Het college van burgemeester en wethouders van de gemeente Rotterdam (hierna: het College) heeft een verweerschrift ingediend.
Belanghebbende heeft een conclusie van repliek ingediend.
Het College heeft een conclusie van dupliek ingediend.
2 Beoordeling van de klachten
In cassatie kan van het volgende worden uitgegaan.

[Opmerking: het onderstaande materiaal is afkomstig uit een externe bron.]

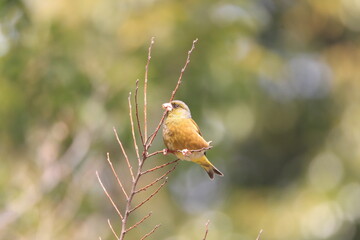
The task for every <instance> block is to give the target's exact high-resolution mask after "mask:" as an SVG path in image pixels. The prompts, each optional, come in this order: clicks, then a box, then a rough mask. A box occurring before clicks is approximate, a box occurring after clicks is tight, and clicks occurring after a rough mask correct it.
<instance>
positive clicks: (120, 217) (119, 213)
mask: <svg viewBox="0 0 360 240" xmlns="http://www.w3.org/2000/svg"><path fill="white" fill-rule="evenodd" d="M96 176H97V178H98V180H99V183H100V185H101V187H102V189H103V190H104V192H105V194H106V196H107V197H108V199H109V200H110V202H111V204H112V205H113V206H114V208H115V210H116V212H117V213H118V215H119V217H120V218H121V220H123V219H124V217H123V215H122V214H121V212H120V211H119V209H118V208H117V206H116V204H115V203H114V201H113V200H112V198H111V196H110V195H109V193H108V191H107V190H106V188H105V186H104V184H103V183H102V182H101V179H100V176H99V173H98V172H97V171H96Z"/></svg>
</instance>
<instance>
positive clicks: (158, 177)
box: [135, 164, 177, 194]
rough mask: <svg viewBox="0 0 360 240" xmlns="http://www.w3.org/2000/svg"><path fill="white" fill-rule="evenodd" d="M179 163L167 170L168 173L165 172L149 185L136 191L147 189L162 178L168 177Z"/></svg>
mask: <svg viewBox="0 0 360 240" xmlns="http://www.w3.org/2000/svg"><path fill="white" fill-rule="evenodd" d="M176 166H177V164H176V165H175V166H174V167H173V168H172V169H170V170H169V171H167V172H166V173H164V174H163V175H162V176H160V177H158V178H157V179H155V180H154V181H153V182H151V183H149V184H148V185H146V186H145V187H142V188H140V189H139V190H136V191H135V194H136V193H139V192H142V191H146V190H147V189H148V188H149V187H151V186H153V185H154V184H156V183H157V182H159V181H160V180H161V179H163V178H164V177H166V176H167V175H169V174H170V173H171V172H172V171H174V170H175V168H176Z"/></svg>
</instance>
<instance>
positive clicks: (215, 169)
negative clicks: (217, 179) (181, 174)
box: [192, 155, 224, 179]
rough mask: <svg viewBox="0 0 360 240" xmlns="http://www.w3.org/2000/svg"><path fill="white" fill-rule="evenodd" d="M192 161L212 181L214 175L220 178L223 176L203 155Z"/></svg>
mask: <svg viewBox="0 0 360 240" xmlns="http://www.w3.org/2000/svg"><path fill="white" fill-rule="evenodd" d="M192 161H193V162H195V163H197V164H199V165H200V166H201V167H202V168H203V169H204V170H205V171H206V172H207V174H208V175H209V177H210V178H211V179H214V173H215V174H217V175H220V176H224V174H222V172H220V171H219V169H217V168H216V167H215V166H214V165H212V163H211V162H210V161H209V160H208V159H207V157H206V156H205V155H204V156H202V157H201V158H197V159H194V160H192Z"/></svg>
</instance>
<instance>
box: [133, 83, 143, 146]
mask: <svg viewBox="0 0 360 240" xmlns="http://www.w3.org/2000/svg"><path fill="white" fill-rule="evenodd" d="M135 85H136V88H135V113H136V122H137V125H138V131H139V135H140V138H141V143H142V145H143V147H144V144H145V143H144V137H143V135H142V130H141V125H140V117H139V104H138V91H139V79H137V80H136V84H135Z"/></svg>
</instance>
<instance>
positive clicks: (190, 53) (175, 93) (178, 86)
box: [169, 39, 198, 102]
mask: <svg viewBox="0 0 360 240" xmlns="http://www.w3.org/2000/svg"><path fill="white" fill-rule="evenodd" d="M197 41H198V39H195V40H194V41H193V45H192V47H191V49H190V50H189V51H188V57H187V59H186V62H185V65H184V67H183V68H182V69H181V72H180V76H179V79H178V82H177V84H176V87H175V89H174V91H173V92H172V94H171V98H170V101H169V102H171V101H172V100H174V97H175V94H176V92H177V90H178V88H179V86H180V84H181V79H182V75H183V74H184V72H185V69H186V67H187V65H188V64H189V63H190V56H191V53H192V51H194V49H195V44H196V43H197Z"/></svg>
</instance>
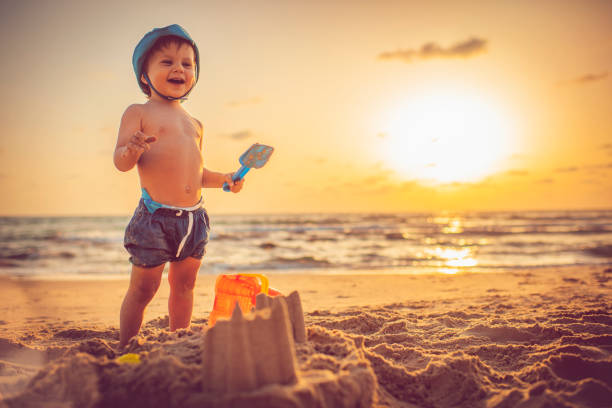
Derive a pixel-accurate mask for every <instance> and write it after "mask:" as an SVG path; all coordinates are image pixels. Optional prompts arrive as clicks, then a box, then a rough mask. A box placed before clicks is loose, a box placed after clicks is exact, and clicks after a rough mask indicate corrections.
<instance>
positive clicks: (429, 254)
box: [0, 210, 612, 279]
mask: <svg viewBox="0 0 612 408" xmlns="http://www.w3.org/2000/svg"><path fill="white" fill-rule="evenodd" d="M210 217H211V237H210V242H209V244H208V247H207V253H206V256H205V258H204V262H203V264H202V267H201V268H200V272H199V273H202V274H219V273H232V272H252V271H262V270H263V271H267V272H273V273H284V272H292V271H293V272H295V271H299V272H302V273H318V274H331V273H406V274H414V273H437V272H438V273H457V272H462V271H468V272H469V271H477V272H487V271H499V270H510V271H511V270H516V269H519V268H532V267H548V266H564V265H602V264H612V210H607V211H538V212H495V213H448V214H425V213H395V214H290V215H287V214H286V215H283V214H279V215H215V214H210ZM129 218H130V217H129V216H113V217H0V274H2V275H12V276H25V277H37V278H51V279H54V278H58V279H60V278H87V277H90V278H108V277H117V276H126V277H127V276H129V271H130V269H131V267H130V263H129V261H128V254H127V252H126V251H125V249H124V248H123V234H124V230H125V227H126V225H127V223H128V221H129Z"/></svg>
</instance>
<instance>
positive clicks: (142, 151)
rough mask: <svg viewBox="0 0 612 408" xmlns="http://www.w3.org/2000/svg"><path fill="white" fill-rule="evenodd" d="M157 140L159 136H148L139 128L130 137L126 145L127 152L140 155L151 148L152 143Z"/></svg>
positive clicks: (133, 154) (134, 154)
mask: <svg viewBox="0 0 612 408" xmlns="http://www.w3.org/2000/svg"><path fill="white" fill-rule="evenodd" d="M156 140H157V137H155V136H147V135H145V134H144V133H142V132H141V131H140V130H139V131H137V132H136V133H134V134H133V135H132V137H130V140H128V143H127V144H126V145H125V147H126V151H125V153H126V154H132V155H135V156H137V157H140V155H141V154H143V153H144V152H145V151H147V150H149V149H150V148H151V143H153V142H155V141H156Z"/></svg>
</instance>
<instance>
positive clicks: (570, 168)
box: [555, 166, 579, 173]
mask: <svg viewBox="0 0 612 408" xmlns="http://www.w3.org/2000/svg"><path fill="white" fill-rule="evenodd" d="M578 170H579V168H578V167H576V166H570V167H559V168H557V169H555V171H556V172H557V173H573V172H576V171H578Z"/></svg>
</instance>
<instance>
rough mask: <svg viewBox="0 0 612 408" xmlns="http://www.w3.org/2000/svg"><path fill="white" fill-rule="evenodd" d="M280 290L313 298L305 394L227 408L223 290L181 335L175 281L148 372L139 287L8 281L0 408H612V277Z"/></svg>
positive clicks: (245, 395) (345, 283) (156, 301)
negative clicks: (168, 304)
mask: <svg viewBox="0 0 612 408" xmlns="http://www.w3.org/2000/svg"><path fill="white" fill-rule="evenodd" d="M376 273H378V272H376ZM268 277H269V278H270V283H271V285H272V286H273V287H275V288H277V289H279V290H280V291H281V292H283V293H286V294H288V293H290V292H291V291H293V290H298V291H299V293H300V297H301V300H302V308H303V311H304V322H305V326H306V341H305V342H295V343H294V344H293V343H292V344H293V345H292V347H293V349H294V351H295V359H296V360H295V362H296V365H297V366H296V370H297V380H295V381H294V382H293V383H292V384H288V385H287V384H284V385H266V386H263V387H260V388H259V389H257V390H255V391H250V392H248V393H240V392H233V393H231V394H226V395H224V396H223V397H222V398H221V397H219V398H220V399H219V398H217V396H215V395H212V394H210V393H206V392H205V391H204V390H203V388H204V387H203V386H202V379H203V374H202V372H203V369H202V364H203V363H202V362H203V360H204V359H203V357H202V356H203V354H202V353H203V352H204V353H205V352H206V350H204V337H205V336H206V332H207V330H208V329H207V324H206V323H207V317H208V314H209V312H210V309H211V307H212V301H213V293H212V292H213V287H214V279H215V277H214V276H205V275H204V276H200V277H198V283H197V288H196V295H195V303H196V304H195V308H194V317H193V320H192V325H191V327H190V328H189V329H184V330H179V331H177V332H170V331H169V330H168V319H167V298H168V284H167V282H165V281H164V283H163V284H162V287H161V288H160V291H159V293H158V294H157V295H156V298H155V299H154V300H153V302H152V304H151V305H150V307H149V308H148V309H147V312H146V315H145V322H146V323H145V324H144V325H143V328H142V330H141V333H140V335H139V336H138V337H137V338H135V339H133V340H132V342H131V343H130V344H129V346H128V349H127V350H124V351H122V353H124V352H131V353H137V354H138V355H139V356H140V358H141V362H140V363H137V364H130V363H127V362H121V361H120V360H118V357H119V356H120V353H119V352H118V350H117V344H118V336H119V331H118V315H119V308H120V304H121V300H122V298H123V295H124V293H125V289H126V287H127V280H125V279H123V280H104V281H93V280H89V281H36V280H26V279H16V278H13V279H9V278H2V279H1V280H0V394H1V395H2V397H3V399H2V400H0V406H8V407H39V406H48V407H107V406H108V407H111V406H131V407H140V406H142V407H145V406H146V407H203V406H261V407H264V406H265V407H271V406H277V407H283V406H292V407H293V406H295V407H298V406H320V407H327V406H329V407H332V406H375V407H609V406H612V355H611V353H612V314H611V310H612V302H611V296H610V295H611V294H612V290H611V282H610V280H611V279H612V267H610V266H601V267H578V266H577V267H566V268H547V269H531V270H521V271H514V272H504V273H489V274H459V275H441V274H438V275H416V276H415V275H393V274H382V275H380V274H379V275H368V274H360V275H314V276H313V275H308V274H298V275H287V274H273V273H270V274H268ZM272 350H273V349H272ZM267 352H270V350H267ZM313 384H314V385H313ZM313 390H314V391H313ZM296 395H297V396H296ZM215 398H217V399H216V400H215ZM215 401H217V403H215ZM219 401H221V402H222V403H218V402H219Z"/></svg>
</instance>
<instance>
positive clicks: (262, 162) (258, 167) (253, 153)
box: [223, 143, 274, 191]
mask: <svg viewBox="0 0 612 408" xmlns="http://www.w3.org/2000/svg"><path fill="white" fill-rule="evenodd" d="M272 152H274V148H273V147H271V146H266V145H262V144H259V143H255V144H254V145H253V146H251V147H249V148H248V149H247V151H246V152H244V153H242V156H240V159H239V161H240V164H242V167H240V168H239V169H238V171H237V172H235V173H234V175H233V176H232V181H240V180H242V179H243V178H244V176H245V175H246V174H247V173H248V172H249V170H251V169H252V168H255V169H259V168H262V167H263V166H264V164H266V163H267V162H268V159H269V158H270V156H271V155H272ZM223 191H230V187H229V184H227V182H225V183H223Z"/></svg>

Belanghebbende is eigenaar van het pand [a-straat] 186 te [Q] (hierna: het pand). Het pand bestaat uit een op de begane grond gelegen winkel met een oppervlakte van ongeveer 30 m² ([a-straat] 186A, hierna: de winkel) en een woning die de eerste, tweede en zolderverdieping van het pand omvat ([a-straat] 186B, hierna: de woning).
De heffingsambtenaar van de gemeente Rotterdam heeft ter zake van de winkel en de woning afzonderlijke beschikkingen op grond van de Wet waardering onroerende zaken (hierna: Wet WOZ) gegeven en aanslagen in de onroerendezaakbelastingen opgelegd.
Met betrekking tot de objectafbakening heeft het Hof vastgesteld dat tussen partijen niet in geschil is dat de winkel op grond van artikel 16, aanhef en letter c, Wet WOZ als een afzonderlijke onroerende zaak aangemerkt moet worden. Het Hof heeft zich bij deze, naar zijn oordeel juiste, opvatting aangesloten.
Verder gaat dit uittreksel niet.